No domingo, fizeram churrasco juntos, assistiram futebol na televisão e, por fim, conversaram sobre coisas do passado. Conversaram sobre como a vida muda.

Seu Reinaldo retomou o fim de semana enquanto abraçava o filho. Sentia muita saudade dele todos os dias. Mas não queria parecer carente demais. Não se permitia transmitir fraqueza.

Rodrigo saiu do longo abraço e foi até a mochila. Dela, tirou um smartphone e entregou ao pai:

- Eu sei que tu não gosta muito de tecnologia, mas vai ter que aprender pra poder falar comigo. O Max vai vir aqui de vez em quando pra poder te ajudar com qualquer dúvida.

- Eu não sei mexer nesses troços, Rodrigo! Sou do tempo do rádio a bateria, não tem jeito de eu aprender isso aqui...

- Pai... pra falar comigo...

- Tá bom, tá bom. Me ensina, vamos ver se aprendo alguma coisa.

Pai e filho continuaram ali por algumas horas e seu Reinaldo achou tudo mais fácil do que realmente imaginava.

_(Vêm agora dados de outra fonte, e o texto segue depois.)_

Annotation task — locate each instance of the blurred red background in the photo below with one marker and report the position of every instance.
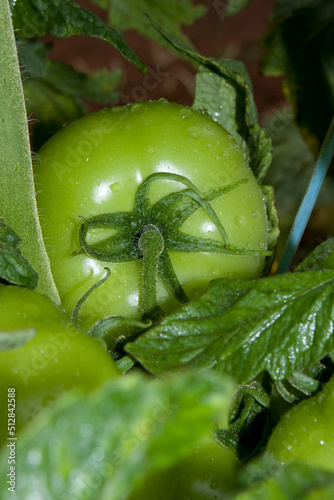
(238, 37)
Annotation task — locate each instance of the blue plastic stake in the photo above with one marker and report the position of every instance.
(305, 209)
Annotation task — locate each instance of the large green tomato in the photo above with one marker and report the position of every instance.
(58, 358)
(95, 165)
(306, 432)
(209, 473)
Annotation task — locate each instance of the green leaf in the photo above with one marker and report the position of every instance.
(276, 324)
(224, 91)
(321, 258)
(15, 339)
(17, 194)
(267, 479)
(64, 18)
(100, 446)
(14, 268)
(300, 46)
(171, 15)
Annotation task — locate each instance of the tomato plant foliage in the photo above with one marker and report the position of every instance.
(153, 227)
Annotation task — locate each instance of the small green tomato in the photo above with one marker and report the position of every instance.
(93, 169)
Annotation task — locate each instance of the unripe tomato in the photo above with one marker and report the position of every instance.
(306, 432)
(94, 166)
(58, 358)
(209, 473)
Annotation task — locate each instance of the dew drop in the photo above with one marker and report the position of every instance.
(186, 113)
(194, 132)
(240, 220)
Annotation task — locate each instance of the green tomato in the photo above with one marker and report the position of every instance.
(209, 473)
(95, 165)
(58, 358)
(306, 432)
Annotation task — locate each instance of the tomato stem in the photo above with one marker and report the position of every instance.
(151, 244)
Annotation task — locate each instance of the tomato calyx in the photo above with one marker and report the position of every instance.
(150, 231)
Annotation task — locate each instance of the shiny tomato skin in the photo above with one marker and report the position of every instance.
(94, 166)
(60, 357)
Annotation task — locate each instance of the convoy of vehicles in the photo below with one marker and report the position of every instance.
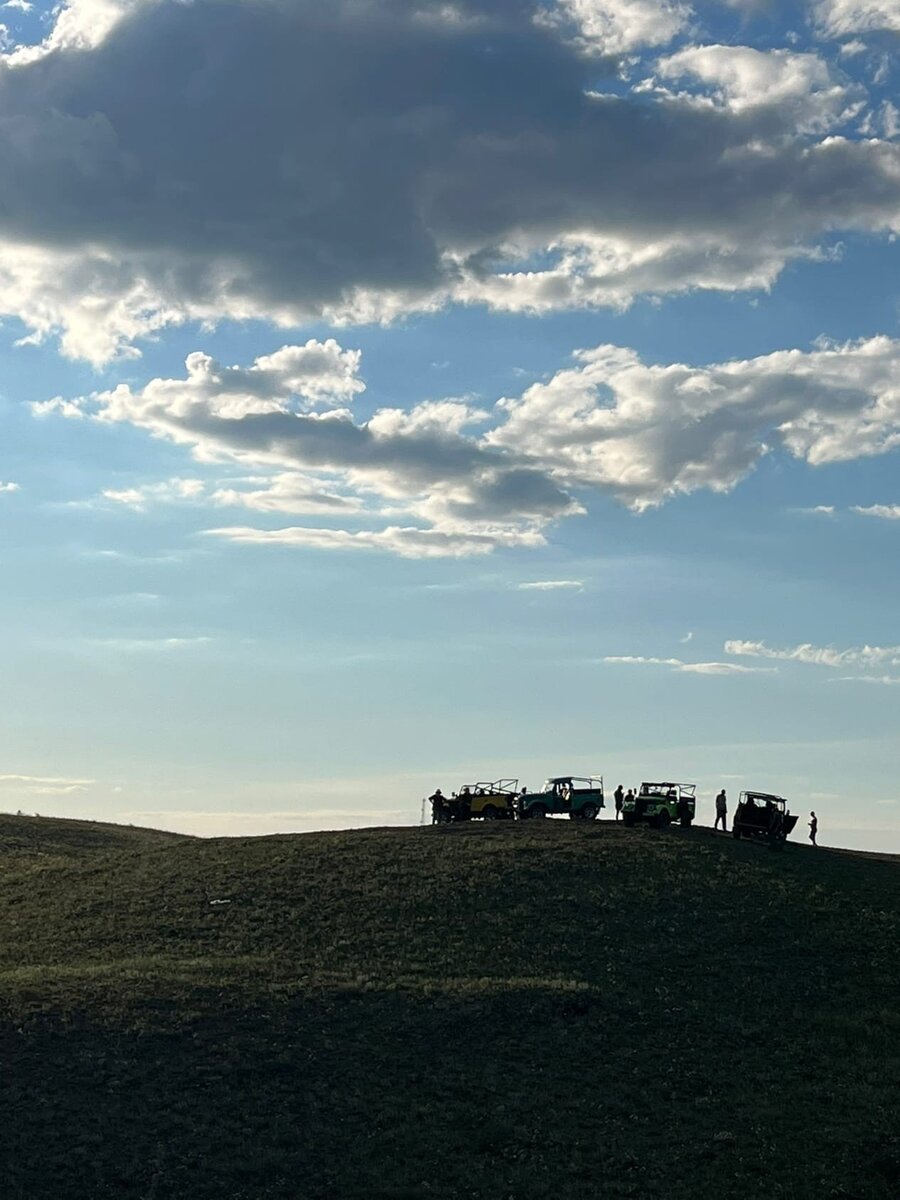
(660, 804)
(580, 797)
(761, 816)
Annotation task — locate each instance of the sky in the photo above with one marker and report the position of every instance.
(399, 394)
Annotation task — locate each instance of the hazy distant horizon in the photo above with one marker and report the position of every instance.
(405, 393)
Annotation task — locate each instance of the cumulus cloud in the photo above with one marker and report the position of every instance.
(651, 432)
(619, 27)
(744, 81)
(819, 655)
(419, 463)
(840, 18)
(358, 161)
(883, 511)
(717, 669)
(443, 485)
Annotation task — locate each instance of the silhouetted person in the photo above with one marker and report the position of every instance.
(437, 805)
(721, 811)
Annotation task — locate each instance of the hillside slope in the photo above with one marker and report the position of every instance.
(525, 1012)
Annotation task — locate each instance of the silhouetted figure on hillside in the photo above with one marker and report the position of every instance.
(619, 797)
(721, 811)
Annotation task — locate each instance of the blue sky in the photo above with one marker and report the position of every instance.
(405, 393)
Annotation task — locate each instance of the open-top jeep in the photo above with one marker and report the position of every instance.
(762, 816)
(580, 797)
(660, 804)
(490, 802)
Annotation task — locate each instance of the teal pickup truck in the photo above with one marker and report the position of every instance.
(660, 804)
(579, 797)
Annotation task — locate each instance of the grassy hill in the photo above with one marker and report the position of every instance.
(507, 1013)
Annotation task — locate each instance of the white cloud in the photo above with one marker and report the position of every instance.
(552, 586)
(743, 81)
(819, 655)
(645, 433)
(406, 543)
(286, 492)
(495, 179)
(147, 645)
(651, 432)
(45, 785)
(619, 27)
(172, 491)
(715, 669)
(840, 18)
(885, 511)
(882, 681)
(418, 463)
(78, 25)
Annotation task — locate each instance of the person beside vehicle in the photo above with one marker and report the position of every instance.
(721, 811)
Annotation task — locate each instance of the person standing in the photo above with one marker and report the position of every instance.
(721, 811)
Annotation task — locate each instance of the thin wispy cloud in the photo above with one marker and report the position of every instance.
(817, 655)
(552, 586)
(712, 669)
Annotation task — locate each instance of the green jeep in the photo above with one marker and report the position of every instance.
(660, 804)
(579, 797)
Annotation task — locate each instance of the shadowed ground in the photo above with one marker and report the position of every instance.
(527, 1012)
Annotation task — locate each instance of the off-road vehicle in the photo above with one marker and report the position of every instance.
(762, 816)
(580, 797)
(660, 804)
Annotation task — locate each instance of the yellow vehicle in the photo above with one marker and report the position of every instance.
(479, 802)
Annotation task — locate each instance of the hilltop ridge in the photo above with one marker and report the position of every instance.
(531, 1012)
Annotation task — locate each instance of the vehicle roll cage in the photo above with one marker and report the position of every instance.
(766, 797)
(660, 791)
(497, 787)
(592, 781)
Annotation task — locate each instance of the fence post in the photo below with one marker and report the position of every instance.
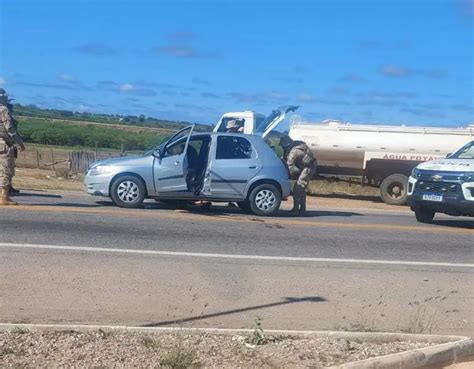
(37, 158)
(52, 160)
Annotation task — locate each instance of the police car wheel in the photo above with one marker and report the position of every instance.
(393, 189)
(424, 215)
(265, 200)
(127, 192)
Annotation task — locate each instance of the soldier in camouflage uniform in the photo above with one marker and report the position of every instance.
(302, 167)
(8, 139)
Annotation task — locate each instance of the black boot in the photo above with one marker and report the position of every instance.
(13, 191)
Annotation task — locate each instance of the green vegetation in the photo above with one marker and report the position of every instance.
(48, 132)
(131, 120)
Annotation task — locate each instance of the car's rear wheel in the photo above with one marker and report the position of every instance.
(128, 192)
(265, 199)
(393, 189)
(424, 215)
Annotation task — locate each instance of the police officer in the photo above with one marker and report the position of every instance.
(301, 166)
(8, 139)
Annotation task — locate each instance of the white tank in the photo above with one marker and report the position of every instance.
(345, 145)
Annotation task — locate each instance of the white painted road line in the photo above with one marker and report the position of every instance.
(231, 256)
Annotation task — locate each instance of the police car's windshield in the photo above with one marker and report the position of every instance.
(466, 152)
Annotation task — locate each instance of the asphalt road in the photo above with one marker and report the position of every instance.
(69, 258)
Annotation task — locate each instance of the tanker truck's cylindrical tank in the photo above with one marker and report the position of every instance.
(344, 145)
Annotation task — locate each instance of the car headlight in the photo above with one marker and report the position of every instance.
(100, 169)
(415, 173)
(468, 177)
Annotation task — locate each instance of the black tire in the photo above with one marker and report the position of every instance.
(245, 206)
(424, 215)
(128, 192)
(393, 189)
(265, 200)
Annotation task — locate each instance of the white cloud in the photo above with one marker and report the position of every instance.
(81, 108)
(66, 78)
(126, 87)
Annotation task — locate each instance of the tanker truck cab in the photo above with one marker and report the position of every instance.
(255, 123)
(443, 186)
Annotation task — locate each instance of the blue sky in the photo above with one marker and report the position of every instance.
(396, 62)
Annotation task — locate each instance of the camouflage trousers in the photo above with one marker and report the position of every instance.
(305, 176)
(299, 189)
(7, 168)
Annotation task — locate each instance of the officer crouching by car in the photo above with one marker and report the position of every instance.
(301, 167)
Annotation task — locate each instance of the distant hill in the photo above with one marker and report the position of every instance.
(89, 130)
(33, 111)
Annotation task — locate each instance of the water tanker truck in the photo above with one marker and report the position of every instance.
(380, 155)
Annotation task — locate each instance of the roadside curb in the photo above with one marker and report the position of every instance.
(448, 350)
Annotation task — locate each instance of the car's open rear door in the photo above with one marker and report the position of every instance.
(274, 119)
(170, 165)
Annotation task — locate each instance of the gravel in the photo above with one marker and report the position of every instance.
(104, 349)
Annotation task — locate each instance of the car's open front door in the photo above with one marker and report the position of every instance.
(170, 166)
(274, 119)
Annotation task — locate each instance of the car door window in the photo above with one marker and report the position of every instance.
(231, 147)
(176, 148)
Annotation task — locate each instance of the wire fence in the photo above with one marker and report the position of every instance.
(54, 159)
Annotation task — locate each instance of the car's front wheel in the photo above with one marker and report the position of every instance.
(424, 215)
(128, 192)
(265, 200)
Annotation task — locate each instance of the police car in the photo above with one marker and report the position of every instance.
(443, 186)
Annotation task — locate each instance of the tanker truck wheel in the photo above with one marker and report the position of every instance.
(393, 189)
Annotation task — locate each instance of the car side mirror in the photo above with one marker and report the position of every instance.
(157, 153)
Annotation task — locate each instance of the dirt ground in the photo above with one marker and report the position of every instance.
(20, 348)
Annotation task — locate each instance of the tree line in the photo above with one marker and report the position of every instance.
(47, 132)
(133, 120)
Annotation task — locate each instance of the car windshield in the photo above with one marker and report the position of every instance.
(466, 152)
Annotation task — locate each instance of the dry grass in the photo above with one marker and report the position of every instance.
(38, 179)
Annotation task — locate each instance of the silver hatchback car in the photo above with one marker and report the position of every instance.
(217, 167)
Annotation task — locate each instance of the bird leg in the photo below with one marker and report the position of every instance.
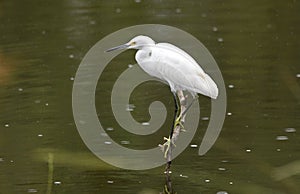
(167, 146)
(183, 110)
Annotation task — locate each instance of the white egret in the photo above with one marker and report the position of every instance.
(174, 66)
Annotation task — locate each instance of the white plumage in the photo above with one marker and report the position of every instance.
(171, 64)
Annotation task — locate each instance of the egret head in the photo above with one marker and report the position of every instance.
(137, 42)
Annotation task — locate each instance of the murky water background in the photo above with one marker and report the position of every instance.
(256, 44)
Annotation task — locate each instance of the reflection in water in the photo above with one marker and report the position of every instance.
(168, 189)
(256, 44)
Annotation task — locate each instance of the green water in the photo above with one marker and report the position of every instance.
(42, 44)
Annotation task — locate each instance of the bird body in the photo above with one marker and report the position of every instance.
(172, 65)
(176, 67)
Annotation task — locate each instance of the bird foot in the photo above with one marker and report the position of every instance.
(166, 146)
(179, 122)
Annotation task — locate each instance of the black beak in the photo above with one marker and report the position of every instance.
(121, 47)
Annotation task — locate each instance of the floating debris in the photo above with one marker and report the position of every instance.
(69, 47)
(57, 182)
(183, 176)
(193, 145)
(290, 130)
(125, 142)
(222, 192)
(32, 191)
(282, 138)
(220, 40)
(145, 123)
(108, 142)
(178, 10)
(118, 10)
(109, 129)
(230, 86)
(205, 118)
(92, 22)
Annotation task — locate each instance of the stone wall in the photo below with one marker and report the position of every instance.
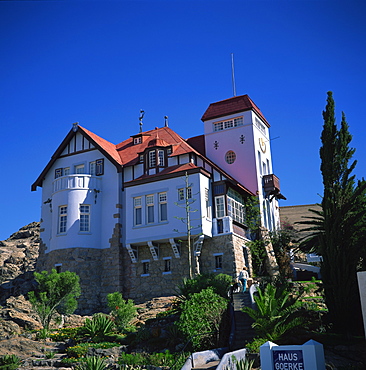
(104, 271)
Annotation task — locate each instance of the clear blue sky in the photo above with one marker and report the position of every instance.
(100, 62)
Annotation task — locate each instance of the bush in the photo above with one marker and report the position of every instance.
(92, 363)
(123, 312)
(201, 318)
(9, 362)
(98, 328)
(56, 293)
(277, 312)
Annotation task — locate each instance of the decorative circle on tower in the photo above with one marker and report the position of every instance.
(230, 157)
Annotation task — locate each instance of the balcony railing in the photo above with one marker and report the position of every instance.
(271, 185)
(78, 181)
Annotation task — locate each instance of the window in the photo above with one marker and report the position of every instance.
(236, 206)
(182, 192)
(161, 158)
(58, 267)
(62, 219)
(152, 158)
(137, 140)
(92, 168)
(99, 163)
(137, 203)
(163, 207)
(207, 202)
(218, 261)
(146, 268)
(58, 173)
(150, 208)
(220, 206)
(79, 169)
(224, 125)
(230, 157)
(84, 218)
(167, 264)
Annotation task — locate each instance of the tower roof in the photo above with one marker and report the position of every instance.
(231, 106)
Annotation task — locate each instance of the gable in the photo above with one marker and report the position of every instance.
(80, 140)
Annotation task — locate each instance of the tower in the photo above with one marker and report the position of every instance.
(237, 139)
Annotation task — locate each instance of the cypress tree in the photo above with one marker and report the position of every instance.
(339, 229)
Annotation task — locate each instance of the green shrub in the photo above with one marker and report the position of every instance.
(254, 345)
(122, 311)
(9, 362)
(80, 350)
(277, 312)
(242, 364)
(63, 334)
(92, 363)
(98, 328)
(201, 318)
(56, 294)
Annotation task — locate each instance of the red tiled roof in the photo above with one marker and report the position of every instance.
(105, 145)
(198, 143)
(163, 137)
(231, 106)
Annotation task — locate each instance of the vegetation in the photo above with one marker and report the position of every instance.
(98, 328)
(92, 363)
(339, 228)
(201, 318)
(122, 312)
(9, 362)
(277, 312)
(56, 294)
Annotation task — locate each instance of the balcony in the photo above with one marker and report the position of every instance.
(271, 186)
(78, 181)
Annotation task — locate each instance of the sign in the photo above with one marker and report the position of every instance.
(288, 360)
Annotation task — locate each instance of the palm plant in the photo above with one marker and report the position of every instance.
(277, 312)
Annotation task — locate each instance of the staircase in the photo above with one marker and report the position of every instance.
(243, 329)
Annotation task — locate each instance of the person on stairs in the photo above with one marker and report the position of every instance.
(243, 277)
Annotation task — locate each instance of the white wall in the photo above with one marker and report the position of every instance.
(102, 204)
(165, 230)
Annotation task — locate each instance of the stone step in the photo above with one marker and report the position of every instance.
(209, 366)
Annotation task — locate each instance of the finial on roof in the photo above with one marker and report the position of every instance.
(142, 113)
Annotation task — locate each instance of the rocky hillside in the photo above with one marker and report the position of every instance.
(18, 256)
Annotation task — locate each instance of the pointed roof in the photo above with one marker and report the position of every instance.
(107, 148)
(231, 106)
(127, 152)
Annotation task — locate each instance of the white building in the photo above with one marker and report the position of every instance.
(113, 213)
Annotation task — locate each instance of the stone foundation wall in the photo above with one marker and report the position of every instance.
(104, 271)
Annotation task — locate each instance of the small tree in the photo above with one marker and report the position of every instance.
(56, 294)
(201, 318)
(121, 310)
(187, 220)
(339, 228)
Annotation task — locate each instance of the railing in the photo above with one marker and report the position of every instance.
(222, 226)
(271, 182)
(78, 181)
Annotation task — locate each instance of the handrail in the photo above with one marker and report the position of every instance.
(184, 347)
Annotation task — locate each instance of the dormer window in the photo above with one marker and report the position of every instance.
(152, 158)
(156, 158)
(224, 125)
(137, 140)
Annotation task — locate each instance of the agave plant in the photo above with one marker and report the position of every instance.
(99, 327)
(92, 363)
(9, 362)
(277, 312)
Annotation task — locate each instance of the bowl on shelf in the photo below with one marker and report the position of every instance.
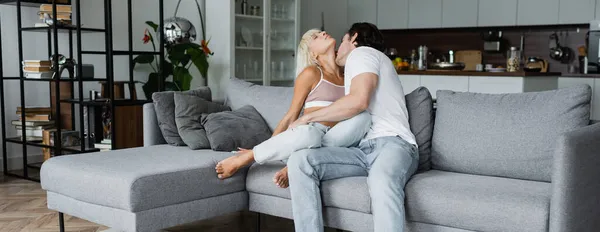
(447, 66)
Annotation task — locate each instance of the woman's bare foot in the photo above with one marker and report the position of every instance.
(281, 179)
(227, 167)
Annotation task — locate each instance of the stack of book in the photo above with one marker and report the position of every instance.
(38, 69)
(69, 139)
(105, 145)
(63, 13)
(37, 119)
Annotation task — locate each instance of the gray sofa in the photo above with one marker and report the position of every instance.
(478, 175)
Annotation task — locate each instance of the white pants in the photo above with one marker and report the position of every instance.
(346, 133)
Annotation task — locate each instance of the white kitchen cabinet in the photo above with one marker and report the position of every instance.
(537, 12)
(454, 83)
(424, 13)
(410, 82)
(495, 85)
(565, 82)
(497, 13)
(392, 14)
(264, 45)
(459, 13)
(576, 11)
(361, 11)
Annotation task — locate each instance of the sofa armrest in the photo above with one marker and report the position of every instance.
(152, 133)
(575, 204)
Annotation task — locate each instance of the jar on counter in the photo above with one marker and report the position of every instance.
(514, 60)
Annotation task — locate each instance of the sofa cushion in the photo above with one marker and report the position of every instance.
(349, 193)
(164, 105)
(271, 102)
(478, 203)
(139, 179)
(420, 117)
(231, 130)
(188, 117)
(507, 135)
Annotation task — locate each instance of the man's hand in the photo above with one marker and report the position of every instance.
(301, 121)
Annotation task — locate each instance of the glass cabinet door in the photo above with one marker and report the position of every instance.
(249, 40)
(283, 41)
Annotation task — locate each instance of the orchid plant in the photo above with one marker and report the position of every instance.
(178, 60)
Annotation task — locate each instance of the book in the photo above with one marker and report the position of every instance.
(31, 138)
(59, 16)
(46, 152)
(30, 133)
(32, 123)
(40, 75)
(35, 110)
(37, 63)
(36, 117)
(59, 8)
(37, 69)
(103, 147)
(45, 127)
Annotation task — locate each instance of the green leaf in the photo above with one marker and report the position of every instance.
(185, 60)
(200, 61)
(183, 77)
(153, 25)
(144, 59)
(167, 70)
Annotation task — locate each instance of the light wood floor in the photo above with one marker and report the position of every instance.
(23, 209)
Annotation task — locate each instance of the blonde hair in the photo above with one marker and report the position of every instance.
(304, 58)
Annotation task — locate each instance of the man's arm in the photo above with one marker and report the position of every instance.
(355, 102)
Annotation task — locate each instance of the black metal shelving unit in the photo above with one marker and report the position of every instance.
(75, 52)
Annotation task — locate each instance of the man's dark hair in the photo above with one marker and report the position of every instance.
(368, 35)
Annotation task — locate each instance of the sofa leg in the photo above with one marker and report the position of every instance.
(257, 223)
(61, 222)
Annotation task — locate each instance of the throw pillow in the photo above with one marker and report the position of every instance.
(270, 101)
(506, 135)
(164, 105)
(188, 115)
(420, 117)
(230, 130)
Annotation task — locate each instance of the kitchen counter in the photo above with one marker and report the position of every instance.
(473, 73)
(581, 75)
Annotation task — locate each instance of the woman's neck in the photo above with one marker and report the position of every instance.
(329, 66)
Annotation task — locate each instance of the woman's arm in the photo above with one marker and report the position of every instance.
(305, 82)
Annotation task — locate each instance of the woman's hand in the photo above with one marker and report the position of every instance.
(301, 121)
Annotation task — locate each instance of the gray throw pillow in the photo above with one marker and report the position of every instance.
(420, 117)
(164, 105)
(188, 115)
(271, 102)
(241, 128)
(506, 135)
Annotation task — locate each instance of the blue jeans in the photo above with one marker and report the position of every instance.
(387, 161)
(347, 133)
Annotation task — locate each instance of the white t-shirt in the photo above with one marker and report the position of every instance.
(388, 105)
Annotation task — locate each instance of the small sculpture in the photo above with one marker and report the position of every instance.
(179, 30)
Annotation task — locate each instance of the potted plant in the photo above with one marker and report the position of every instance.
(179, 58)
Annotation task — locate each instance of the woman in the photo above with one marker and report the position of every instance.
(319, 83)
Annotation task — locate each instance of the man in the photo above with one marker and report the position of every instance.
(388, 154)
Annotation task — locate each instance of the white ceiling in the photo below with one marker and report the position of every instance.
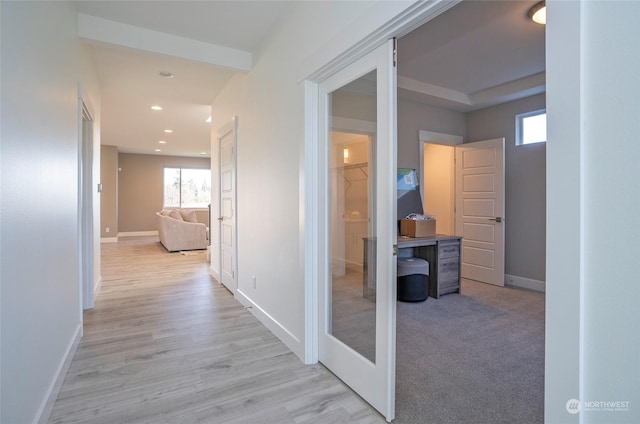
(474, 55)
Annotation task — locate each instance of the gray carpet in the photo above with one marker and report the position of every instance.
(471, 358)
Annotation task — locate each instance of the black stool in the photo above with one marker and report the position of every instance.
(413, 279)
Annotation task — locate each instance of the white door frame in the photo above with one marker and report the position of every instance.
(426, 136)
(374, 381)
(497, 227)
(86, 234)
(216, 254)
(413, 17)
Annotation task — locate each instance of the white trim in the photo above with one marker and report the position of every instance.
(339, 123)
(426, 136)
(524, 283)
(214, 274)
(138, 233)
(44, 412)
(97, 287)
(279, 330)
(321, 67)
(308, 220)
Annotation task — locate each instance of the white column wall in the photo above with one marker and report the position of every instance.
(41, 300)
(611, 113)
(592, 343)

Quando Rodrigo já ia saindo pela porta, seu Reinaldo lançou um último apelo:

- Filho...
- O que foi, pai?
- Não tem mais volta com a Joana mesmo?

Rodrigo engoliu em seco. Lembrou do abraço nela no dia do assalto, que não tinha contado para o pai. Na sequência, lembrou da indiferença dos dias seguintes e da mensagem que ouviu no rádio no dia que voltava de Milonga com Max. Contendo uma lágrima, respondeu:

- Não, pai. Mas tá tudo bem, viu?

- Tá certo, meu filho. Era só pra saber mesmo. Vai com Deus.

- Obrigado, pai.

Voltando a Novo Porto, não pôde deixar de escapar os olhos para a casa de Seu Valdir e Dona Ana, pais de Joana. Tantas vezes ele passou por ali em metade da vida, mas agora precisava passar reto. Devia passar reto. Da casa, de Joana, de Maria, do Brasil. Era hora de pensar em si, exclusivamente em si.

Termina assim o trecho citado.